New textbooks in Bangladesh: 'Ziaur Rahman, not Mujibur, declared freedom'

Since 2010, Mujibur Rahman had been credited with declaring Bangladesh’s independence via wireless messages, in school textbooks


Former Bangladesh prime minister and Bangladesh Nationalist Party (BNP) chairperson Khaleda Zia’s husband Ziaur Rahman, and not Sheikh Mujibur Rahman, has been credited with declaring the country’s independence in 1971 in new school textbooks for the academic year starting 2025.

Mujibur vs Ziaur

Mujibur Rahman, also deposed Bangladeshi prime minister Sheikh Hasina’s father, is credited for spearheading the Bangladesh Liberation War in 1971 and declaring independence from Pakistan. Mujibur’s supporters say Ziaur Rahman, a former army major and a second commander in the Liberation war, had merely read out the declaration on the command of the former. Ziaur Rahman’s supporters, however, say it was him who declared Bangladesh’s independence.

Also read: How Sheikh Mujib's legacy has been compromised in Bangladesh

The same version is being printed in the newly-launched textbooks for primary and secondary students, under the interim government headed by Muhammad Yunus, The Daily Star reported.

The books were slated for distribution from January 1 onwards.

‘Exaggerated, imposed history’

School textbooks published since 2010, soon after Hasina came to power for a second time, have been saying that Mujibur declared independence via a wireless message before his arrest by the Pakistan army on March 26, 1971.

The Daily Star quoting AKM Reazul Hassan, chairman of the National Curriculum of Textbook Board said that the new textbooks will say that Ziaur Rahman declared the independence of Bangladesh on March 26, 1971 and made another declaration of independence on behalf of Bangabandhu (Mujibur) on March 27.

Hassan said the revised information can be found in the free textbooks.

Also read: All about ‘Bangabandhu’ Mujibur Rahman, Awami League, and birth of Bangladesh

Academics involved in the making of the textbooks say the decision was taken to liberate textbooks from “exaggerated, imposed history.”

“Those who revised the textbooks found that it wasn't a fact-based information that Sheikh Mujibur Rahman sent the wireless message (declaring independence) while being arrested by the Pakistani army, and so they decided to remove it," said writer and researcher Rakhal Raha.

End of Mujibur’s legacy?

This is not the first time textbooks in Bangladesh are being changed according to the whims of the government in power. Former NCTB officials told The Daily Star when the Awami League was in power, textbooks stated that Mujibur made the declaration of independence and Ziaur Rahman read out the announcement. On the other hand, when BNP was in power between 2001 and 2006, it had said that it was Ziaur who made the declaration.

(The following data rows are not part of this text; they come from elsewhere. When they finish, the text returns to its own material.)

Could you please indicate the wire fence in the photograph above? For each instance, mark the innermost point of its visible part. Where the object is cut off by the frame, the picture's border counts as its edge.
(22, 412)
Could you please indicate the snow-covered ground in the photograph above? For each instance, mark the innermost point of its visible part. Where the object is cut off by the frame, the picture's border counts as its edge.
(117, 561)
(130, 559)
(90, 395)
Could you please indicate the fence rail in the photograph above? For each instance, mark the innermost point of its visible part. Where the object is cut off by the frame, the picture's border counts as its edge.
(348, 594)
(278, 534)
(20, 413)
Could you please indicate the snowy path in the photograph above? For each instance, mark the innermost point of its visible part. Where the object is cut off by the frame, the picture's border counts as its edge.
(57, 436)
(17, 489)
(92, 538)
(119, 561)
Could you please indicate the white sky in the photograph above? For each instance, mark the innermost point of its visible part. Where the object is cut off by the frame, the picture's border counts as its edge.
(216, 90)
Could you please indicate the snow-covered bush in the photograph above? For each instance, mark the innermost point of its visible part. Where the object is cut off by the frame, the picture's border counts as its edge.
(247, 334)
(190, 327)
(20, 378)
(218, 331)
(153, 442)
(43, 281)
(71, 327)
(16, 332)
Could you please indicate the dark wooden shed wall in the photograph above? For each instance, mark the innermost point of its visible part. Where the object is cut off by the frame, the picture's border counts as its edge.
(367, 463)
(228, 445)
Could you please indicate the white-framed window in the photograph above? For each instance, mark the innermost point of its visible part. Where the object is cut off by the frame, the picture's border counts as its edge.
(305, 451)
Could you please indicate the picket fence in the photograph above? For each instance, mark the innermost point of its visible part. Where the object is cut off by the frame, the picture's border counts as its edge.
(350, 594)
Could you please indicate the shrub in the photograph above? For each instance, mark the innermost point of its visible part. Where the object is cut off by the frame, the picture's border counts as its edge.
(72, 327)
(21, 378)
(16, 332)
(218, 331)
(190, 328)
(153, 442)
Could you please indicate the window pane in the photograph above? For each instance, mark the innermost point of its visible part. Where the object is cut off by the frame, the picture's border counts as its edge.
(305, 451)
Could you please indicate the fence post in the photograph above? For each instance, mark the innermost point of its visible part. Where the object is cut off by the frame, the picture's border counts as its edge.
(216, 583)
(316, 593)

Also read: First Law of Democratic Gravity: All statues are felled, sooner or later

The changes in textbooks are the latest of attempts by the interim government to erase the legacy of Mujibur from Bangladesh’s history. The cult status that the late politician had achieved received its first blow when irate protesters destroyed and toppled his golden statue in Dhaka on August 5 last year, soon after Hasina left the country amid widespread protests against her regime.

A day after Hasina’s ouster, Khaleda Zia, convicted in the Zia Orphanage Trust case, was acquitted and freed by an order of then Bangladesh president Mohammed Shahabuddin.